Visualisation of a genome sequence as a tunnel

Are we there yet? Genome sequencing turns 20

We look back on two decades of genome sequencing and explore four areas where continued progress could provide future breakthroughs

The first draft of the human genome was reported in 2001, a decade after the launch of the Human Genome Project in 1990. Since then, our knowledge of the genome has come a long way, taking genomics from a specialist area to one that touches our whole healthcare system. But what are we still working on?

The ‘junk’ that isn’t junk

One of the main roles of DNA is to code for proteins. The parts of the genome that do this are known as the exome, but this only makes up around 2% of the human genome. The rest, known as non-coding DNA – or ‘junk DNA’ as it was often called, was thought for a long time to have little value.

As tools to explore the transcriptome – or RNA – have improved, we now understand that many non-coding parts of the genome are transcribed, with the resulting RNAs having important functions on cells. Furthermore, it appears that some non-coding regions of the genome act as promotors, enhancers and suppressors, regulating the activation of nearby genes.

In fact, research suggests that “the vast majority (80.4%) of the human genome participates in at least one biochemical RNA- and/or chromatin-associated event in at least one cell type.”

Non-coding DNA continues to be at the heart of new discoveries about human health and disease, including inflammatory and allergic conditions, and atherosclerosis, as reported recently on this blog.

Heritability of complex diseases

While some conditions, such as achondroplasia and cystic fibrosis, are caused by a limited number of possible genetic variants, other conditions are more complex. For example, diabetes and cardiovascular disease can sometimes be the result of a single genetic variant, but in many cases the cause is much less clear. This is because these conditions are often the result of the interactions of many different genetic variants, combined with environmental factors.

Due to the limitations of sequencing technology, it was previously impossible to pinpoint the many small differences that can add up to large variations in risk for these more complex conditions.

Now, large genomic datasets linked to health records are available because of next-generation sequencing, allowing genome-wide-association studies (GWAS) to identify many variants with small effect sizes. These can be combined to create a personalised polygenic risk score, which aims to quantify the cumulative effects of genes on a person’s susceptibility to a condition.

Despite the existing benefits of large datasets, work is ongoing to make genomic datasets even more representative and inclusive. This is because many large databases primarily only contain genomes from people with European ancestry and so are less useful when applied to other populations. This lack of diversity can have serious consequences, as explained by bioinformatician Nana E Mensah in our recent feature.

Variants of unknown significance

Our understanding of the genome has increased, but there is still a lot that we do not fully understand. There are many genetic variants that are identified in the genome, but we are still not clear if these contribute to disease or not.

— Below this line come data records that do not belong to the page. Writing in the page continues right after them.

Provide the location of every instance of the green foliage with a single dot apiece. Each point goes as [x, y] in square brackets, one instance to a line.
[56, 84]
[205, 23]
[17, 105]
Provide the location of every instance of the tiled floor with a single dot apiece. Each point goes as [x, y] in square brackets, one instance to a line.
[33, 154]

These are called variants of uncertain significance.

Even in the BRCA1 and BRCA2 genes – some of the most well-studied in the genome – there are variants that we know do not affect the chance of developing cancer, some that we know do, and many for which there is insufficient evidence to understand yet.

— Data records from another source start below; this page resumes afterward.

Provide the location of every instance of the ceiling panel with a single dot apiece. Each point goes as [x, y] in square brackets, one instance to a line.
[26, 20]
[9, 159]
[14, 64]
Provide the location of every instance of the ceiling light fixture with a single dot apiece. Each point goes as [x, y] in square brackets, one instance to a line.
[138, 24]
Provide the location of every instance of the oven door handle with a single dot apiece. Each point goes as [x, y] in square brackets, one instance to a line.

Due to the size of the genome, we have not yet been able to study every gene in the same depth as BRCA1 and BRCA2. In some cases, variants can be very rare or unique and, without a prior reference, it can be difficult to know their effects and how they may impact on health.

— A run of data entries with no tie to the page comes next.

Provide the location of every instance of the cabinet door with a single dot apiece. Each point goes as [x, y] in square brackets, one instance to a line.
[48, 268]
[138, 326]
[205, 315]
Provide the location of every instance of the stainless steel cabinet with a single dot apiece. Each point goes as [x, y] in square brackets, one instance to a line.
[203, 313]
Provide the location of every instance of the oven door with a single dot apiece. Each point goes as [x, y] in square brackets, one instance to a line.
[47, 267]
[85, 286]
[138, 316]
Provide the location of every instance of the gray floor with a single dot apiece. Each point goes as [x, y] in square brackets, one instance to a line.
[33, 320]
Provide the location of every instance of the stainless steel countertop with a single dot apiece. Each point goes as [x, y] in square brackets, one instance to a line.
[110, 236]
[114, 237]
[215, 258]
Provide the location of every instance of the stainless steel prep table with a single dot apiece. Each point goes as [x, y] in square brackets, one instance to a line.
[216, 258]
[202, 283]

With time, and with the aid of new sequencing technologies and infrastructure, we will continue to answer more questions about the human genome and the many complex factors that can cause disease, but it is a considerable and ongoing task.

Reference genome: nearly there?

The 2001 draft of the human reference genome, as well as the 2003 follow-up, excluded regions of the genome that were impossible to sequence with the technology available at the time.

The ends (telomeres) and the middle part (centromere) of chromosomes are composed of very long strings of repeating sequences. Although these can be read by next-generation sequencing, it is difficult to then piece the short fragments together into a complete sequence because there is so much repetition.

Now, with the rise of ultra-long-read sequencing, researchers have been able to start filling in these gaps. The first complete centromere sequence was published in 2018 and the first whole chromosome sequence, including its centromere and both telomeres, followed in 2020. A complete reference genome including all the human chromosomes could soon be a reality.

Please note: This article is for informational or educational purposes, and does not substitute professional medical advice.